Gereja yang Hidup di Tengah Umat: Kisah dari KUB St. Yosep Matani
Senja itu datang perlahan, seolah memberi ruang bagi hati untuk bersiap. Tak menunggu waktu lama, Bapa Pit atau Bapa Yan, telah menanti di teras depan biara, menunggu kami yang siap berangkat. Saya dan Fr. Vitus melangkah menuju tempat perjumpaan katekese APP 2026 bersama umat KUB St. Yosep Matani dengan perasaan yang sederhana, tanpa ekspektasi berlebih, hanya kerinduan untuk hadir dan mendengarkan. Namun, siapa sangka, perjumpaan itu justru menjadi ruang yang begitu hangat dan menghidupkan.
Sejak awal, suasana terasa
berbeda. Sapaan yang tulus, senyum yang tidak dibuat-buat, dan kehadiran satu
sama lain yang begitu utuh menciptakan rasa kebersamaan yang sulit dijelaskan
dengan kata-kata. Tema yang kami dalami; Gerakan
misioner Gereja dalam menghadirkan pengharapan, tidak berhenti
sebagai kalimat indah, tetapi benar-benar menjelma dalam pengalaman hidup umat
yang hadir.
Satu per satu sharing dibagikan.
Ada yang bercerita dengan suara bergetar, menahan air mata saat mengisahkan
pergumulan hidup; ada pula yang mengundang tawa lepas karena kesederhanaan
pengalaman yang jujur dan apa adanya.

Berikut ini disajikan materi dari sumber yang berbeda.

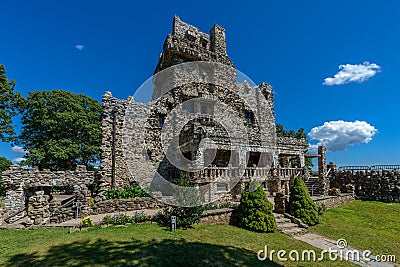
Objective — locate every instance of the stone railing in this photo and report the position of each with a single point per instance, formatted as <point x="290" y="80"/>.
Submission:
<point x="381" y="185"/>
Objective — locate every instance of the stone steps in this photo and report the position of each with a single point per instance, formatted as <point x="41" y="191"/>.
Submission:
<point x="286" y="226"/>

Di antara air mata dan tawa ria itu, saya
melihat sesuatu yang nyata: iman yang hidup.
Saya tersentuh melihat bagaimana
mereka tidak menyembunyikan luka, tetapi justru menjadikannya sebagai sumber
pengharapan. Dari pengalaman kehilangan, kesulitan ekonomi, hingga dinamika
dalam keluarga, semuanya diolah menjadi kesaksian bahwa Tuhan tetap bekerja, bahkan
dalam keterbatasan.
Yang paling mengesankan adalah
semangat mereka yang begitu aktif. Mereka tidak berhenti pada refleksi atau
kesadaran pribadi semata. Ada gerakan nyata yang mereka bangun bersama:
memperhatikan mereka yang membutuhkan sentuhan kasih, membantu yang kesulitan,
serta menjaga lingkungan sekitar sebagai bagian dari tanggung jawab iman.
Saya belajar bahwa menjadi Gereja
yang misioner bukan pertama-tama soal pergi jauh, tetapi tentang kesediaan
untuk hadir secara nyata bagi sesama yang dekat. Mereka menunjukkan bahwa
pengharapan tidak selalu harus diwartakan dengan kata-kata besar, tetapi cukup
dengan tindakan kecil yang dilakukan dengan cinta.
Di situ saya juga melihat sesuatu
yang lebih dalam: kesadaran kelompok. Mereka berjalan bersama, saling
menguatkan, dan tidak membiarkan siapa pun berjalan sendirian. Ada rasa
memiliki, ada kepedulian yang tumbuh bukan karena kewajiban, tetapi karena
kasih yang terus dipupuk.
Perjumpaan itu akhirnya menjadi
cermin bagi saya. Saya datang untuk jalan bersama, sebagai anak yang sedang
belajar, dan pulang dengan hati yang
diperkaya. Dari mereka, saya belajar tentang ketulusan, keteguhan, dan iman
yang berakar dalam kehidupan sehari-hari.
Sungguh,
katekese APP 2026 ini bukan sekadar kegiatan, melainkan pengalaman yang
berkesan dan mendalam. Sebuah perjumpaan yang mengingatkan saya bahwa di tengah
segala keterbatasan, pengharapan selalu menemukan jalannya, melalui hati-hati
yang mau terbuka dan tangan-tangan yang rela melayani.